Die Entscheidung des prorussischen Krim-Parlaments für einen Anschluss an Russland oder auch das angestrebte diesbezügliche Referendum haben zwar insofern eine politische Bedeutung, als sie Putin eine Legitimation dafür zu liefern scheinen, um die Krim dauerhaft von der Ukraine abzuspalten. Gefährlich würde der Vorgang aber erst dann, wenn der neue Zar im Kreml diesen Anschluss tatsächlich vollziehen würde. Dies würde einen gefährlichen Dauerkonflikt in Europa zementieren. Derzeit sieht es aber eher danach aus, dass Putin die Krim zu einem russischen Protektorat macht, ohne sie zu annektieren. Doch bereits dies verletzt den mit der Ukraine geschlossenen Freundschaftsvertrag in eklatanter Weise, da das Abkommen ausdrücklich die territoriale Unversehrtheit und Souveränität der Ukraine schützen soll, die für diese Zusicherung immerhin ihre Atomwaffen abgegeben hat.

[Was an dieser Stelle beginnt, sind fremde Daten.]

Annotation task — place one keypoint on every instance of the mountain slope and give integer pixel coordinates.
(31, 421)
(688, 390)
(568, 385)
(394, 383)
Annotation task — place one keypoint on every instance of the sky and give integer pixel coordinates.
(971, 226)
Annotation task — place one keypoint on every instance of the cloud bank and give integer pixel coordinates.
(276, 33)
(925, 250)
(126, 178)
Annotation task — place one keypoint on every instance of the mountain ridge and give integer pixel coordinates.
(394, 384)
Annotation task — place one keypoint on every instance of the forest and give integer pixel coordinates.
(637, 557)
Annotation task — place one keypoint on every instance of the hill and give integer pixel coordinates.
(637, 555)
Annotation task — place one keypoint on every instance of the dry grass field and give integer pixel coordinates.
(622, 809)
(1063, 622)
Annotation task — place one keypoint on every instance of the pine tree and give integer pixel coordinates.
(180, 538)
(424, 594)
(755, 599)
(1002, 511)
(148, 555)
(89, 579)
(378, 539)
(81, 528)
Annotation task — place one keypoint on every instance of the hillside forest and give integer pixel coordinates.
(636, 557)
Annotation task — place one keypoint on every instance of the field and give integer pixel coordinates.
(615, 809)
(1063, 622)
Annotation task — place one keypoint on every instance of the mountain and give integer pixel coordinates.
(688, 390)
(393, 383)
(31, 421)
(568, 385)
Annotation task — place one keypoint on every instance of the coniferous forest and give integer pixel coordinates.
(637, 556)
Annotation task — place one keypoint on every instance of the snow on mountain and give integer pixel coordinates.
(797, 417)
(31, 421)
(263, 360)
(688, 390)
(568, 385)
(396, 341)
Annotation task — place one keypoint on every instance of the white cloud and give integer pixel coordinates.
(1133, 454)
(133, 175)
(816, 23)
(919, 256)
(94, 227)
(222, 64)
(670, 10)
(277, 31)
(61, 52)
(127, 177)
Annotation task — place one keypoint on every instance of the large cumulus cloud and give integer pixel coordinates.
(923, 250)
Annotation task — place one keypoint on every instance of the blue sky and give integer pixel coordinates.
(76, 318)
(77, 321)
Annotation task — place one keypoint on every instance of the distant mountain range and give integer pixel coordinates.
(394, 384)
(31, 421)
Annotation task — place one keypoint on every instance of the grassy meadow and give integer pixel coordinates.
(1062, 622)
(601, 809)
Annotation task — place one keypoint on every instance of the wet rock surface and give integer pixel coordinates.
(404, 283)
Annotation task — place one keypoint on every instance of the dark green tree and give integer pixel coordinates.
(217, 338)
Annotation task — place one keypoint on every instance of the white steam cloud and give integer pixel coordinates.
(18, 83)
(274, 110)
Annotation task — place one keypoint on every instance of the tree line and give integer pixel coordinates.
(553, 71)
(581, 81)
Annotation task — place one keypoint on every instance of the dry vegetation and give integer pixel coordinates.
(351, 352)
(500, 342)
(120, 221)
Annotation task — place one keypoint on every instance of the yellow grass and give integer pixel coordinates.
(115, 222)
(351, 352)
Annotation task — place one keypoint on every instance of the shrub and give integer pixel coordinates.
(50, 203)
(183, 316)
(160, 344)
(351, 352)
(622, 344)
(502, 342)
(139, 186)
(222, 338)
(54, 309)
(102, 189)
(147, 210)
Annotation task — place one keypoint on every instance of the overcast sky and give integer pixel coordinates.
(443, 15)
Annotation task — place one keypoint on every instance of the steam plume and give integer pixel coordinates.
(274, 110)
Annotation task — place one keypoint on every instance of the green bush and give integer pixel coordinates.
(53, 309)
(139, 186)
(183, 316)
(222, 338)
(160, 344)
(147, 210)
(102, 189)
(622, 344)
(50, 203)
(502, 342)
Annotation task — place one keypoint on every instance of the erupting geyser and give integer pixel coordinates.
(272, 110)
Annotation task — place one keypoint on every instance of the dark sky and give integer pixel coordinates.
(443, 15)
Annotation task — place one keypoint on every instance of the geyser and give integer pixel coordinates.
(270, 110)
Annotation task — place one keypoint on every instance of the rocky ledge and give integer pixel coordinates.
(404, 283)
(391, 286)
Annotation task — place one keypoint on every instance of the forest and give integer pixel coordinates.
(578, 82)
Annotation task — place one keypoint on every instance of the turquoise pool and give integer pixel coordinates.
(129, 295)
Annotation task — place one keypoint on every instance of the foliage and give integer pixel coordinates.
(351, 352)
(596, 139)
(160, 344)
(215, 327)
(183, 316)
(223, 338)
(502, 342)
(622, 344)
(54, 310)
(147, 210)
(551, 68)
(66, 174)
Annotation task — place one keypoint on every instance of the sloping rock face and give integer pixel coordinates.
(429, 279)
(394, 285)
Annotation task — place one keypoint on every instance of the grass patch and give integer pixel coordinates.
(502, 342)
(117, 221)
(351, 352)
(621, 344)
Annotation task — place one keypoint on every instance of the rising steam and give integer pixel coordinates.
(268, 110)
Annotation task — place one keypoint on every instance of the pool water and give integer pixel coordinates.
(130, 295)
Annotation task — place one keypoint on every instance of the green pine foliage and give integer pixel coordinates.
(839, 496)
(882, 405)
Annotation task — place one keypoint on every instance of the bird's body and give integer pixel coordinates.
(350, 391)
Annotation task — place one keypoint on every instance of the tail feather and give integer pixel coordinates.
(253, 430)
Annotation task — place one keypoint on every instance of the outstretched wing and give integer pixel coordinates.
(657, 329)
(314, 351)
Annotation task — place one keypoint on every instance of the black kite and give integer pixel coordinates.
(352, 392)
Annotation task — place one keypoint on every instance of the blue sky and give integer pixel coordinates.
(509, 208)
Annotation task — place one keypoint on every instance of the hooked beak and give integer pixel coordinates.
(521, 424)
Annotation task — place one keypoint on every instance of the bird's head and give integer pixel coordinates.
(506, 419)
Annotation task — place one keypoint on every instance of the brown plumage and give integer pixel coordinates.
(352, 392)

Der Ruf der US-Regierung nach harten Sanktionen ist nicht zuletzt innenpolitisch begründet – Präsident Barack Obama wird von der republikanischen Opposition in dieser Krise als hilfloses Weichei porträtiert. Es zählt zu den Zynismen unserer Zeit, dass sich die gigantische amerikanische Geheimdienstsparte so sehr auf das Ausspähen von Abermillionen unbescholtener Weltbürger konzentriert hat, dass ihr die Vorbereitungen für eine russische Intervention auf der Krim irgendwie entgangen sind. Die USA können Sanktionen fordern, weil sie wirtschafts- und energiepolitisch unabhängig von Russland sind. Wir EU-Europäer hingegen sind nicht nur direkte Nachbarn der Russen, sondern auch ökonomisch eng mit ihnen verflochten. Diese Nähe verlangt ein besonders scharfes Nachdenken bei der Verhängung von Strafmaßnahmen gegen Moskau. Im Falle eines Konfliktes hilft es immer, sich in die Position der Gegenseite hineinzuversetzen. Dass die Krim mit der russischen Flottenbasis Sewastopol, ja die ganze Ukraine uraltes russisches Interessengebiet und die Ostukraine von ethnischen Russen dominiert ist, ist bekannt. Für Putin bedrohlich war aber nicht nur, dass die Ukraine beim Sturz des korrupten Autokraten Janukowitsch als Moskaus Sicherheitspuffer wegzubrechen begann. Sondern auch, dass an Russlands Westgrenze ein Staat in Chaos und Anarchie zu zerfallen drohte. Der Westen hat diese wichtige russische Sicherheitsperspektive völlig unterschätzt.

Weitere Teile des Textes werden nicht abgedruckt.